The Story
Why it exists.
The beginning
Grès built this fragrance as part of a three-fragrance collection honoring Marlene Dietrich, one of cinema's most magnetic figures. The collection, My Life, My Dream, My Passion, arrived in 2007, each scent a different angle on the same woman. The Shanghai Express poster, the sharp angles, the games with color and costume, Dietrich understood that identity is a performance, and every act reveals something new. Perfumer Sidonie Lancesseur translated that philosophy into a composition that shifts from cool fruit to warm floral to powdery close, three movements that feel like three different women wearing the same skin.

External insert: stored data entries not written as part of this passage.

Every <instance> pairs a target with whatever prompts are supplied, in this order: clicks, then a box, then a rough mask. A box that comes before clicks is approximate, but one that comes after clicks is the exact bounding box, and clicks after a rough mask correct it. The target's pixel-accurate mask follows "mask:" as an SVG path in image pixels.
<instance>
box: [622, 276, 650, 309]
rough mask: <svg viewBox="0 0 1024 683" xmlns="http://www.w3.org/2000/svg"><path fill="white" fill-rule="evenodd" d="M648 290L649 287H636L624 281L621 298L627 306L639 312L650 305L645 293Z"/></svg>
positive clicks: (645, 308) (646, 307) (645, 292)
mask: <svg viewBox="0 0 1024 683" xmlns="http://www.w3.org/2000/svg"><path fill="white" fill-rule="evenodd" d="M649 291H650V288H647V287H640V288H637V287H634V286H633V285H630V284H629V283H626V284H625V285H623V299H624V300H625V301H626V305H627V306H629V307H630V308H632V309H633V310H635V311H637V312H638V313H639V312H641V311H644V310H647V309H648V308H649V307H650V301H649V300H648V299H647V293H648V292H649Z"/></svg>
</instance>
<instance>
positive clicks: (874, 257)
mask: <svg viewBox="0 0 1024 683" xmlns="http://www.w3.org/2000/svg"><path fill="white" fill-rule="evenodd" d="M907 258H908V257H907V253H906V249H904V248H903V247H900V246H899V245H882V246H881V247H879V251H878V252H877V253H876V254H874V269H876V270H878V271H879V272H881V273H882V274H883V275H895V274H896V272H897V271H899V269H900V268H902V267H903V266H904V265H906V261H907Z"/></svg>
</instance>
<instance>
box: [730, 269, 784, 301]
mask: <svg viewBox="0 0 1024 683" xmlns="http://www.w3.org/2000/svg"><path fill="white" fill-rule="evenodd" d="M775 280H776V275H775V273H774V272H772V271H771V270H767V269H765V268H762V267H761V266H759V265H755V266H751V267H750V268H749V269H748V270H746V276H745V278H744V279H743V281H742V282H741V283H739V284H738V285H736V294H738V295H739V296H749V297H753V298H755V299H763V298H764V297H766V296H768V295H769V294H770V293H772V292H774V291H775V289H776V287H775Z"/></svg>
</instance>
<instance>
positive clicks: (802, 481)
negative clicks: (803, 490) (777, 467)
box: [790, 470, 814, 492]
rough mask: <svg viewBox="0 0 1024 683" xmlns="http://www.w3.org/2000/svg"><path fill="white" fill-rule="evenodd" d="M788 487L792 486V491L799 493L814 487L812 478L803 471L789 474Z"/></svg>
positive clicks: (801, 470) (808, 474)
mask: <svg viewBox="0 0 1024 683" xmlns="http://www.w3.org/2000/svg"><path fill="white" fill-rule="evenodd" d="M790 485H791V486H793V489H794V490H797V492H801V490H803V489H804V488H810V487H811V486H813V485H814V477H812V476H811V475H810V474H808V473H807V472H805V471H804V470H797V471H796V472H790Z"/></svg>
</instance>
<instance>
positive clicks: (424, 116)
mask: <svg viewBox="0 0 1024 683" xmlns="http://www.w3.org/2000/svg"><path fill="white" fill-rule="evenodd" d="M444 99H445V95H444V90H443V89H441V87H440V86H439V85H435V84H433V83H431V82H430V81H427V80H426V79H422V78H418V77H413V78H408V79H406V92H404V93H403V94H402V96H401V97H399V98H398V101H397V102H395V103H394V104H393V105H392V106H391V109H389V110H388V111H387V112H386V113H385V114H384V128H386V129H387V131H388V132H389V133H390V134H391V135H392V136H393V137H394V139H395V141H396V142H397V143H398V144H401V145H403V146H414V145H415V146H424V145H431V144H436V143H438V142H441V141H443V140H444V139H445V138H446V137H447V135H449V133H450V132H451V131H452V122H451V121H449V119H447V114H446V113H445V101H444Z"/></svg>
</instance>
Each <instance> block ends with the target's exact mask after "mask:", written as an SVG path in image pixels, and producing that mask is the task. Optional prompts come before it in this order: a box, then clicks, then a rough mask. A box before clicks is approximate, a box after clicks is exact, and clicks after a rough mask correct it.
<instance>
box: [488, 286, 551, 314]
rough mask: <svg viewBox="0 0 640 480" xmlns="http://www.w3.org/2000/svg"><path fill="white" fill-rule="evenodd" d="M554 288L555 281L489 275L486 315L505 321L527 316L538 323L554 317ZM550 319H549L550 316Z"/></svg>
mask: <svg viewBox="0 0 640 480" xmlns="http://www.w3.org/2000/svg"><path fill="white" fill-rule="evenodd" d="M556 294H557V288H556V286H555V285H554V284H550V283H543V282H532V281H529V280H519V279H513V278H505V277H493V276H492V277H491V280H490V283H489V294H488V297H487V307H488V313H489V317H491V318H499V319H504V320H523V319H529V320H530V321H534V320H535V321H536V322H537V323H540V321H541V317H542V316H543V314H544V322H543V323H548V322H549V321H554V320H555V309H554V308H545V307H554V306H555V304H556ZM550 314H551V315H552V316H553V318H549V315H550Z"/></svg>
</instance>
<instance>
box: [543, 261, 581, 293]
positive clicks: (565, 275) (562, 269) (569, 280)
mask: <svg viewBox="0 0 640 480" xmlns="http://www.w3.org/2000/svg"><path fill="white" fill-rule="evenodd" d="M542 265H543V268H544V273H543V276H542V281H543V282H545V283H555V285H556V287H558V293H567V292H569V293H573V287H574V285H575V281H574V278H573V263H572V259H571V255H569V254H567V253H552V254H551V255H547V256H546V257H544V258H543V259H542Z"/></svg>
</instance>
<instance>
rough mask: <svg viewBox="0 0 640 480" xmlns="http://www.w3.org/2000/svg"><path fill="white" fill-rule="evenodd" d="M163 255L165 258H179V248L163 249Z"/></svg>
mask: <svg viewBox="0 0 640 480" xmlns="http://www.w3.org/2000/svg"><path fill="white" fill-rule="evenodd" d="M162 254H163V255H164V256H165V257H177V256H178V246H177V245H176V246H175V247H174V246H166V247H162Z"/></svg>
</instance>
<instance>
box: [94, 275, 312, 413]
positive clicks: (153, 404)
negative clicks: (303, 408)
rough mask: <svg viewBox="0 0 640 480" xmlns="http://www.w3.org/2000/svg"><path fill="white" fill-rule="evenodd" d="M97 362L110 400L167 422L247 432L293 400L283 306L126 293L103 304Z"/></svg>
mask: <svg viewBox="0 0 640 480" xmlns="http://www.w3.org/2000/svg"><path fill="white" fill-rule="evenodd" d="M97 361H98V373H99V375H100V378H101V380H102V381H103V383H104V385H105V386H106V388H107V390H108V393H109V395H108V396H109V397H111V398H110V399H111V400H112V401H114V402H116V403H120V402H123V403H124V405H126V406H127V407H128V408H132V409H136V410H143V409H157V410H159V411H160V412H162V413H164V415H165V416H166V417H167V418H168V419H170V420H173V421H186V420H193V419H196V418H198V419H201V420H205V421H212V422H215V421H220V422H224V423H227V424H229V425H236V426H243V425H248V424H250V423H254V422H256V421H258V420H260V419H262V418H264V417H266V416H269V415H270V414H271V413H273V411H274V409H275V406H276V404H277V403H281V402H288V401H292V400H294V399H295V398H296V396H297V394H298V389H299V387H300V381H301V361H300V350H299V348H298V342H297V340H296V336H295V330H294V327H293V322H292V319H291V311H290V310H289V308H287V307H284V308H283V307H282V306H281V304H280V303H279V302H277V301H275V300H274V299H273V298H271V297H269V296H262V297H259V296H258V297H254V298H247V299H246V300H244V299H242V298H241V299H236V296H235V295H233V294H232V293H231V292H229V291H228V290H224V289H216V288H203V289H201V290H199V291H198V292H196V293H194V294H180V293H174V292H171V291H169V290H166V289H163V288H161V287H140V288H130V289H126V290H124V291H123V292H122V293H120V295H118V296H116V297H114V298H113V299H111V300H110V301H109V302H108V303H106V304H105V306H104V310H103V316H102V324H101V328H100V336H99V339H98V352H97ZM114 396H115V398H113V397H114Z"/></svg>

The note structure is deceptively simple: a fruity-floral opening, a single heart note, and a warm base. But that simplicity is the point. The orange blossom doesn't compete with anything, it simply takes over, dominating the heart phase for hours. The cinnamon in the opening is a smart move: it gives the cool lily of the valley and red apple something to argue with, creating tension that makes the warm, powdery vanilla-and-ambergris drydown feel earned rather than inevitable.
The evolution
The opening hits bright and tart, red apple and lily of the valley together, a little green, a little sweet. Cinnamon arrives within minutes and warms the whole thing up. The handoff to orange blossom is the whole story of this fragrance: it doesn't fade so much as it gets replaced by something bigger and warmer, a floral heart that holds the stage for hours. On some skin, it stays indolic, that vintage, skin-close quality that the modern nose sometimes reads as too much but is actually the whole point. The drydown is vanilla and ambergris doing quiet work, powdery and intimate, the kind of warmth that exists between two people standing close, not announced across a room. It lasts well past midnight on fabric.
Cultural impact
Grès released this as part of a collection that treated Dietrich not as a museum piece but as a living principle: that identity shifts with light, costume, and desire. The three-fragrance concept, each one a different mood, same bottle form, different color, was a neat piece of perfume philosophy before that kind of thing became common. My Passion sits comfortably among vintage-style white florals, in the territory of established houses, and wears that lineage without apology.